To the left is a PCA from The History and Geography of Human Genes. If you click it you will see a two dimensional plot with population labels. How were these plots generated? In short what these really are are visual representations of a matrix of genetic distances (those distances being general FST), which L. L. Cavalli-Sforza and colleagues computed from classical autosomal markers. Basically what the distances measure are the differences across populations in regards to their genetics. The unwieldy matrix tables can be visualized as a neighbor-joining tree, or a two dimensional plot as you see here. But that’s not the end of the story.
In the past ten years with high density SNP-chip arrays instead of just representing the relationship of populations, these plots often can now illustrate the position of an individual (the methods differ, from components analysis or coordinate analysis, to multi-dimensional scaling, but the outcomes are the same).
Long time readers know that I have a fixation on people not taking PCA too literally as something concrete. Tonight I finally merged the HGDP data set with some of the HapMap ones I’ve been playing with, and tacked my parents onto the sample. I took the ~50 HGDP populations, added the Tuscans, the two Kenyan groups, and the Gujaratis, and merged them. I thinned the marker set to 105,000 SNPs (I had to flip the HGDP strand too). Then I just let Eigensoft do its magic, and 2 hours on I produced my own plot. I’m still getting a hang of the labeling issues, but first let’s look at what 23andMe produces (I’m green):
I suspect that the gap between my parents and the main South Asian cluster is just an artifact of the lack of South and East Indians in the sample. Additionally, things would look different if I removed the Africans, since the first principal component would be freed up. More on that later. All in all, still pretty awesome that circa 2011 this sort of thing is just an evening’s concentration.

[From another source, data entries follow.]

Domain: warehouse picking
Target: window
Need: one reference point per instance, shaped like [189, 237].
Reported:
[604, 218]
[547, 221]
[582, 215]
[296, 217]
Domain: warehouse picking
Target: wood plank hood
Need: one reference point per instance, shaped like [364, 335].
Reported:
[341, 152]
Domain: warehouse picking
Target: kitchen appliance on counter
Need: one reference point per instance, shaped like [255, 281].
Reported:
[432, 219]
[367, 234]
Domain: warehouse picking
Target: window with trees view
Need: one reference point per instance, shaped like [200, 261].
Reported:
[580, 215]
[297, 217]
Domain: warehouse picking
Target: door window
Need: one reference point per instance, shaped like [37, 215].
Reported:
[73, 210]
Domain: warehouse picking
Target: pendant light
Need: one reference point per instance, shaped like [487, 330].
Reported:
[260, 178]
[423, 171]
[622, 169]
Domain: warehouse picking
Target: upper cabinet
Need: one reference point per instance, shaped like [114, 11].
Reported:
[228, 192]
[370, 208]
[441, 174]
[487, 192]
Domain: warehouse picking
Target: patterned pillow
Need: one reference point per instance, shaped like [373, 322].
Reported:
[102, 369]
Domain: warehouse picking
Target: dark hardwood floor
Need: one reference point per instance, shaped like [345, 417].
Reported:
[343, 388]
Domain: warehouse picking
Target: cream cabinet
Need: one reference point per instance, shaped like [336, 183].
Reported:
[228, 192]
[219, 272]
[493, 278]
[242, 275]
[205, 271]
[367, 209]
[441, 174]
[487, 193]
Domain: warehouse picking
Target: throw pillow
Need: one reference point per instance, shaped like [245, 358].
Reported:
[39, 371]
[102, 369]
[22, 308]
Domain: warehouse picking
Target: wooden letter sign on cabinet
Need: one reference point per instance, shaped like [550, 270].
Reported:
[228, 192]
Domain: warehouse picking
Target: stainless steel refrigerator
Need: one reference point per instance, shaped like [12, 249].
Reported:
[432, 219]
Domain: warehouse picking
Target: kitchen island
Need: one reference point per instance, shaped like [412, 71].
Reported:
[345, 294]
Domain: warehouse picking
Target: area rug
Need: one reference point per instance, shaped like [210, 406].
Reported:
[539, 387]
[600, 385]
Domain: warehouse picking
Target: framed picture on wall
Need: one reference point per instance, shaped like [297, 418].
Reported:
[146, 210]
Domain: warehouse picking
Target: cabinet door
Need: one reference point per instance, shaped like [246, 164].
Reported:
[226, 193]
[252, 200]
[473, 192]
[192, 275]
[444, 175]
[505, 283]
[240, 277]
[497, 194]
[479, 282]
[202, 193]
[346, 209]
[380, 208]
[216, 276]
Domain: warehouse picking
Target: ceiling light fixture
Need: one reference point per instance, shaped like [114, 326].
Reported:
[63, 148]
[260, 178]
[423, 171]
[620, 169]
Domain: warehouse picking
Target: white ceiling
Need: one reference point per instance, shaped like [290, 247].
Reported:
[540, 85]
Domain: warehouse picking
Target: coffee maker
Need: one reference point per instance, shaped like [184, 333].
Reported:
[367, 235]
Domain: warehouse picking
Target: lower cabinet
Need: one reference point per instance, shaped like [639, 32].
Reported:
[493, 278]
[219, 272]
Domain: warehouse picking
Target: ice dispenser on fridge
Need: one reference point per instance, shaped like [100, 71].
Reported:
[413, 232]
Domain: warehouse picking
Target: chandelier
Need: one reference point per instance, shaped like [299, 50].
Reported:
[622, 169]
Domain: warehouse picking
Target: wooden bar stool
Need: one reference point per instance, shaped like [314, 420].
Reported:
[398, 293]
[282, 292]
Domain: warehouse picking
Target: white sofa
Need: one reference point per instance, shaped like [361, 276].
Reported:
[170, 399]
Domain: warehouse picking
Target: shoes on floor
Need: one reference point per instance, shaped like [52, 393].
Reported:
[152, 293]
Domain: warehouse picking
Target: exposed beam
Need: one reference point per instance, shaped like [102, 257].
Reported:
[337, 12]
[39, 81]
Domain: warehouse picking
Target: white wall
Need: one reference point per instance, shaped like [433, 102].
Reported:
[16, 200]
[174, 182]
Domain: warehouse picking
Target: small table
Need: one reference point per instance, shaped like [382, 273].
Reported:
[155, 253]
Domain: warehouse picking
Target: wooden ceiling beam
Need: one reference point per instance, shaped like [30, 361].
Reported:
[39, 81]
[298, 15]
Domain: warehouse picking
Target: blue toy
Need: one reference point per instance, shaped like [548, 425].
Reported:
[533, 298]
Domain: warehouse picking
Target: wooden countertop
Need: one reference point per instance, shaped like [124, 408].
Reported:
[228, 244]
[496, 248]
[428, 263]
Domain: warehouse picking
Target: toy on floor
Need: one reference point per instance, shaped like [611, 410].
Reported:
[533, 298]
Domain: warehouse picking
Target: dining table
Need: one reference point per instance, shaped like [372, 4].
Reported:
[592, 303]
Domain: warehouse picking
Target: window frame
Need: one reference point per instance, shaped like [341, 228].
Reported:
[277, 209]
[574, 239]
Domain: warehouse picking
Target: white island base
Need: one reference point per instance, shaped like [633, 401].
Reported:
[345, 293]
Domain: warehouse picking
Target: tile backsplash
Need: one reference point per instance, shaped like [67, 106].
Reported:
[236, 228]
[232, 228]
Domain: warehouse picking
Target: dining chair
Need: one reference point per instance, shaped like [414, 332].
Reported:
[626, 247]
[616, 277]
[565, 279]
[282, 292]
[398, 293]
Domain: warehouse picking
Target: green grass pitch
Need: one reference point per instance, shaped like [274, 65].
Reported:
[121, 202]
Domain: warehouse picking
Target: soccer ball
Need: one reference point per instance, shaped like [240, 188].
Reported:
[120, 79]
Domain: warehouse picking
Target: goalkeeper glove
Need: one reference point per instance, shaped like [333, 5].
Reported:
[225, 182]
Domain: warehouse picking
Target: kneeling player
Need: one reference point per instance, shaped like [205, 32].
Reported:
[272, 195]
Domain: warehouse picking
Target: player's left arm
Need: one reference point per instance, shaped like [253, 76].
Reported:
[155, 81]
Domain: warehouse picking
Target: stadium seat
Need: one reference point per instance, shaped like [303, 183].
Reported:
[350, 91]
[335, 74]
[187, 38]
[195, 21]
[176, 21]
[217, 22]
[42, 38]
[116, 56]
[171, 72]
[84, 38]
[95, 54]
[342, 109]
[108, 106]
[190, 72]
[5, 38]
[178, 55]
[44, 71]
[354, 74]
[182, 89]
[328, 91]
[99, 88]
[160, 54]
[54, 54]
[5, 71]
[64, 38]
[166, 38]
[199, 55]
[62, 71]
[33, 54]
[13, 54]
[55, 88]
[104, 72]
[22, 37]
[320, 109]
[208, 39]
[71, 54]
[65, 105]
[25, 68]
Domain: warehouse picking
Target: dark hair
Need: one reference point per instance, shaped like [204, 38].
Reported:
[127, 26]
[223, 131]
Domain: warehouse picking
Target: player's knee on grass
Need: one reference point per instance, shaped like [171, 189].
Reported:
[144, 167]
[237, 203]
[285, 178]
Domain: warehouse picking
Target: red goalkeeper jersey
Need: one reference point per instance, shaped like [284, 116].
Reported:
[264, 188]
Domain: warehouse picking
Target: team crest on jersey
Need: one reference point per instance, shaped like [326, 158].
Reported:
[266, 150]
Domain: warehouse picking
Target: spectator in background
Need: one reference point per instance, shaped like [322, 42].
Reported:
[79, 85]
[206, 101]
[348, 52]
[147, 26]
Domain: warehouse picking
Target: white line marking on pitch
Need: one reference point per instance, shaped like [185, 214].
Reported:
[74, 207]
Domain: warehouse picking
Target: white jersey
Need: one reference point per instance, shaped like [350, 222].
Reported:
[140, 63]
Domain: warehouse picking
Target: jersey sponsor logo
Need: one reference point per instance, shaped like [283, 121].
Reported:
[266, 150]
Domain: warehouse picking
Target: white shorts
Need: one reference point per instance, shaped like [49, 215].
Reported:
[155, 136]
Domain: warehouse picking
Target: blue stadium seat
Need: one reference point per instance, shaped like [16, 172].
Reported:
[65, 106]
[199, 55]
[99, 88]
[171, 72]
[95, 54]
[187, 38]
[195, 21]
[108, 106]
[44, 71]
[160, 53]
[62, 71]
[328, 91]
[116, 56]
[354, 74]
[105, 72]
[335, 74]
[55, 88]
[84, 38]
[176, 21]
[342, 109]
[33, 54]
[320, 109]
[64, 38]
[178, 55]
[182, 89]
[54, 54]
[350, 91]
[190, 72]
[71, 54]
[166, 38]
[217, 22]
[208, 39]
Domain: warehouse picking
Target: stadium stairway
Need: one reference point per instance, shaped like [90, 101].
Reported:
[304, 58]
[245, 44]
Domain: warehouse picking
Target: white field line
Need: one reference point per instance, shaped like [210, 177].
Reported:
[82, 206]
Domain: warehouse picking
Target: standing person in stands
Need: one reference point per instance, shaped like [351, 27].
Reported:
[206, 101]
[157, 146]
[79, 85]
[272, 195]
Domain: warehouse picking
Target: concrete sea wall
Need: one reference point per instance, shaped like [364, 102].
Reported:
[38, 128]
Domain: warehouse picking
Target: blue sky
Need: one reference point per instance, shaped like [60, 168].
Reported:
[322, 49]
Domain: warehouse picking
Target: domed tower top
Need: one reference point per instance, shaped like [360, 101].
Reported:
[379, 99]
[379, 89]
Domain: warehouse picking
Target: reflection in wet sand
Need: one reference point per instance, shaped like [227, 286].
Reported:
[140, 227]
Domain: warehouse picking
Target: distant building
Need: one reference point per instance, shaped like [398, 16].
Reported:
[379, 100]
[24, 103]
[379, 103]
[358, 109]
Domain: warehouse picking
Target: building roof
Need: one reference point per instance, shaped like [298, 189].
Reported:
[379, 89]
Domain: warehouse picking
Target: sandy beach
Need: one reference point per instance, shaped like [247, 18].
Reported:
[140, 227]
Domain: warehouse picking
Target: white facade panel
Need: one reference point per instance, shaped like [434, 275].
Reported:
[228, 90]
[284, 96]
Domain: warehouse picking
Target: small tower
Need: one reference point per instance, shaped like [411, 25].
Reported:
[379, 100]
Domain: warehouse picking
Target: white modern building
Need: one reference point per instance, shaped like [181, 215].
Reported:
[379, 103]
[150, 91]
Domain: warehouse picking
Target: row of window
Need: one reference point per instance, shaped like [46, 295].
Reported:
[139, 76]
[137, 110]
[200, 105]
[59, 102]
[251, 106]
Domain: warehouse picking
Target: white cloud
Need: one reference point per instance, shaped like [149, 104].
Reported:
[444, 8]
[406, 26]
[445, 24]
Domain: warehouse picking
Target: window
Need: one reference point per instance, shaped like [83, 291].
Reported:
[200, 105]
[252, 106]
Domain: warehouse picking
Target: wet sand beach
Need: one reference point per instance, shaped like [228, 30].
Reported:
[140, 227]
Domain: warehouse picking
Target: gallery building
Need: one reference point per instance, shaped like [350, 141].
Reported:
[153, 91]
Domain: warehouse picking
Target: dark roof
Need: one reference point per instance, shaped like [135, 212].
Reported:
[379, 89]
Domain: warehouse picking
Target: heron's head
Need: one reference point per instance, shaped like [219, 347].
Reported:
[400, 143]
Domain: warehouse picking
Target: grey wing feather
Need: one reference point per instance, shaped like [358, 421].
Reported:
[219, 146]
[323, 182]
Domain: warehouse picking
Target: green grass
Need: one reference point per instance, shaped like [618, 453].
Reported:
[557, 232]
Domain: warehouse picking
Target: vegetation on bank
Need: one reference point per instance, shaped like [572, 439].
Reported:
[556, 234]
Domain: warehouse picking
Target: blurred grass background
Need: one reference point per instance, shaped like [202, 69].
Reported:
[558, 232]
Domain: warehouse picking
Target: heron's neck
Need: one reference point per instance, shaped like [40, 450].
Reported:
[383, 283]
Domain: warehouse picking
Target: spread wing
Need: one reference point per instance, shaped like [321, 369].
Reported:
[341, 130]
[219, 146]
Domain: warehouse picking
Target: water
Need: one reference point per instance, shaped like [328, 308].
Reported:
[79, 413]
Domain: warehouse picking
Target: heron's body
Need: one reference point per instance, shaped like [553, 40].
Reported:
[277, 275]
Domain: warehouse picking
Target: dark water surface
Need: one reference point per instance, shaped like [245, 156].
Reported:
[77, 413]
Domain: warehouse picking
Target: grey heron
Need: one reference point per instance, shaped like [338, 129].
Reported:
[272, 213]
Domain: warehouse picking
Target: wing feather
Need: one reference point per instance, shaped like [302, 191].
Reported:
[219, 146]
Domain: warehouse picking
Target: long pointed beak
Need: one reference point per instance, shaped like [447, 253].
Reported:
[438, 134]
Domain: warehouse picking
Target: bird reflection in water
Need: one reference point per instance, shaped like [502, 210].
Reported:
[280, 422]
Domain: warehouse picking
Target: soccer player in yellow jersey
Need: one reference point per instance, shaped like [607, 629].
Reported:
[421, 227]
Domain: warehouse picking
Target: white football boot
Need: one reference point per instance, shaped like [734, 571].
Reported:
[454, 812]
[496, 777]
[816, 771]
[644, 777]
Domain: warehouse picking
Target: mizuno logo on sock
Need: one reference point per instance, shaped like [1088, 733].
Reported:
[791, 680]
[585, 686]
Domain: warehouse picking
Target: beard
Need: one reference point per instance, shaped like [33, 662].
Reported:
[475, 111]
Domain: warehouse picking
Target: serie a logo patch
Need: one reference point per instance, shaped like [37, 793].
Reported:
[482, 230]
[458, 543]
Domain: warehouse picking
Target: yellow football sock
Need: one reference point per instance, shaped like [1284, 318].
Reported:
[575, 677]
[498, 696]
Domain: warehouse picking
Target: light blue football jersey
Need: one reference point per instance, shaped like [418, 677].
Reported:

I have noted a few times that one thing you have to be careful about in two dimensional plots which show genetic variance is that the dimensions in which the data are projected upon are often generated from the data itself. So adding more data can change the spatial relationships of previous data points. Additionally, in 23andMe’s global similarity advanced plot you are projected onto the dimensions generated from the HGDP data set. There are some practical reasons for this. First, it’s computationally intensive to recalculate components of variance every time someone is added to the data set. Second, it isn’t as if the ethnic identity of any given individual is validated. What would you do if an alien sent in a kit and spuriously put “French” as their ancestry?
So, in reply to this comment: “Let me rephrase: is there any difference when you switch to the world-wide plot? I imagine not, or you would’ve mentioned it.” Actually, there is a slight difference. Below on the right you have a “world view,” with my position being marked with green, and on the left a “zoom in” for Central/South Asia in the HGDP data set.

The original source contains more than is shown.